Line 205-207 is unclear.
Line 222 - it is not clear what is meant by “statement" here.
Lines 342-344 are unclear
Line 372 Sentence starting with "Second, instead of regurgitating..” is poorly written and unclear. It is unclear, who is regurgitating the knowledge here and what is
being proposed instead and on what grounds.
Line 391 - what is meant by “first-hand”?
Lines 354-356 The authors interpret the lack of interaction between personality scores and lesson type on questionnaire scores (behavior) as evidence that the preference for EG over DI is universal. I would argue that this but one interpretation. This could also be interpreted as limited sensitivity of these tools or the experimental design to changes in preferences. These other interpretations should also be discussed as opposed to making this strong claim.
Line 366 centre or central?
Line 325 uleast = least
There is a typing error in Question 3 in Supplemental material “Learning_style_survey"
The manuscript needs additional review by an English speaker for clarity of language. For example, the second sentence in the abstract is confusing:
Line 22 - "Games are an increasingly popular approach for conservation teaching. However, we know little about the effectiveness of the games on conservation teaching.” Do the authors intend to mean effectivess of the teaching? That is not what is being measured in the study, but rather the effects of the games on student experiences and knowledge acquisition.

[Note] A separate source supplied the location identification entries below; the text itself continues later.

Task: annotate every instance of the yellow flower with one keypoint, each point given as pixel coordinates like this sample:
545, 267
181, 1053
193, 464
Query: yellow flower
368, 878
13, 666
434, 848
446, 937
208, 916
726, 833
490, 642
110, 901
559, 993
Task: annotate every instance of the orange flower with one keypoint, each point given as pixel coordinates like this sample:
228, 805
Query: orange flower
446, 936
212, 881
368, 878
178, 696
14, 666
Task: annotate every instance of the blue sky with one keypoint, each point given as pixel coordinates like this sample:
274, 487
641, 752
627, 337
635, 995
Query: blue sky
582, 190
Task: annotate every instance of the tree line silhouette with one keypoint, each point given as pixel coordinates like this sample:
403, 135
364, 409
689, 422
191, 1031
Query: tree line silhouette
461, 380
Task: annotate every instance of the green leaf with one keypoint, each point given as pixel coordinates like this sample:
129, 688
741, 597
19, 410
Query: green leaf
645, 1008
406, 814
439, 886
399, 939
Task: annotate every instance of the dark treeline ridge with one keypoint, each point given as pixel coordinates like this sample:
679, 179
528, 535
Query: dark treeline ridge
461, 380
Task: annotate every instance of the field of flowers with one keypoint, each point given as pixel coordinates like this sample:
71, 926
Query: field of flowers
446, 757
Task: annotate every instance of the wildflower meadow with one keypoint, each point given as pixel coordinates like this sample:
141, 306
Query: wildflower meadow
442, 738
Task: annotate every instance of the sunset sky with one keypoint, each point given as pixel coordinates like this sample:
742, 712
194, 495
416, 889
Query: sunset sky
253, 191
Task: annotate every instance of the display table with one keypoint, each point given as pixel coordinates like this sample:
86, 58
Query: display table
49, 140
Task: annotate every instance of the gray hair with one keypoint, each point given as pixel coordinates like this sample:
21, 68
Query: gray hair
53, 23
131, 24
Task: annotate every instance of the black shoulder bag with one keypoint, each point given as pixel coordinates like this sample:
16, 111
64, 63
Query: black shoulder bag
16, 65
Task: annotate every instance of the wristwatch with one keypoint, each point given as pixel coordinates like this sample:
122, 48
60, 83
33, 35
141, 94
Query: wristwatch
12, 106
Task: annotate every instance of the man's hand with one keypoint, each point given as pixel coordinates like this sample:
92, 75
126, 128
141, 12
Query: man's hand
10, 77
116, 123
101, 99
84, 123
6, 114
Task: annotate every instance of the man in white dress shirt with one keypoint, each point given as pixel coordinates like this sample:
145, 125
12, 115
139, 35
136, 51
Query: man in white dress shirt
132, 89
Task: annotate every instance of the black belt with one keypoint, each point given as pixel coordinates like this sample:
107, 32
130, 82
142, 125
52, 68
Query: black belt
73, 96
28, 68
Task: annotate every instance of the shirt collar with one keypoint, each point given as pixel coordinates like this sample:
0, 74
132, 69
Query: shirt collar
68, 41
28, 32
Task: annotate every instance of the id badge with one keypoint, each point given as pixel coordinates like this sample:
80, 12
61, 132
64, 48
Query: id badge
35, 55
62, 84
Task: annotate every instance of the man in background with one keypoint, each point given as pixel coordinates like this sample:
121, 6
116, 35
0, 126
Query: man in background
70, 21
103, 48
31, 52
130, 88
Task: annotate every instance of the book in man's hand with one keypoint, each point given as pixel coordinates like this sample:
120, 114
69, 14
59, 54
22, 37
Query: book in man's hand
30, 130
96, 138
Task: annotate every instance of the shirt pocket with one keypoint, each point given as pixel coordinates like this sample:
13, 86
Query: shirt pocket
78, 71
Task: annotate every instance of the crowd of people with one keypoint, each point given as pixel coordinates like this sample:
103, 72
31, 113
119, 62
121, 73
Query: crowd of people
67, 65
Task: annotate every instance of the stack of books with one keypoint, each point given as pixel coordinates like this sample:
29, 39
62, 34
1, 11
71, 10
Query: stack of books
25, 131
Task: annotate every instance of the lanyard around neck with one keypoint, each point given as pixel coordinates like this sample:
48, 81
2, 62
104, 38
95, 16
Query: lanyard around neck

Other examples of sentences that would benefit from a review of language for clarity and precision are:
Line 24-25 - I think was is meant is: goal-oriented tasks found in real-life situations
Line 60 - both or all?
Line 95 emphasizes
The manuscript can be improved by making the writing clearer and more concise. Because there are many elements to the study, it is difficult to keep track of the different components, so making sure that the same terms are used, clarifying definitions, and putting details into table form can do much in helping the reader navigate. There also repetitions of statements and extraneous language, particularly in the introduction.
The authors have collected data on many aspects of the students' experience and performance over several groups and years, which makes it difficult to organize in a coherent manner. More clarity about some aspects of the methodology are needed, particularly why certain parts of the data collection only applied to certain groups and especially how biases were eliminated (example, the person conducting the sessions giving equal effort to all treatments; how the concepts and content of different modes of instruction were made comparable). The behavioural data collected on 'joyful behavior' seems particularly biased towards showing positive outcomes for the games versus the didactic instruction, so I am not sure if this should even be included. The presentation of the results may benefit from being summarized both in text and figures.
I do think the findings are interesting, but am concerned that there are statements that try to explicitly link what happens in the classroom setting will also result in behaviors and attitudes with positive outcomes for conservation are an overreach. I would suggest really being careful and specific about where the findings/conclusions of this study, especially outside of a learning environment, would apply. The conclusion section should probably be rewritten with this in mind.
I do think that this study has merit and interesting results, but how the manuscript was put together was confusing at times. I think that it can be made more coherent and cohesive - links are needed between the perception of the students about the experience of games in the classroom and the benefits this provides for learning or social outcomes. I provide more comments in the pdf which I hope will improve it.
High standard of academic English used that was clear and easy to understand to someone versed in the discipline.
Good and correct use of referencing.
Some of the data could perhaps be more easily conveyed to the reader through the used of tables or charts.
Overall well structured and presented.
Overall a very good experimental design that used multiple approaches to triangulate th results of the data.
Some more description of the observational aspects of the research (e.g. observing the behaviour students) might be required within the main text of the article.
Findings appear valid and well constructed.
The use of multiple avenues of data collection as well as more than one research design (i.e. both counterbalanced and repeated-measures) provided reliability to the data.
Overall an excellent paper. Some minor adjustments in terms of the presentation of the results and the data could just improve the overall quality of the paper.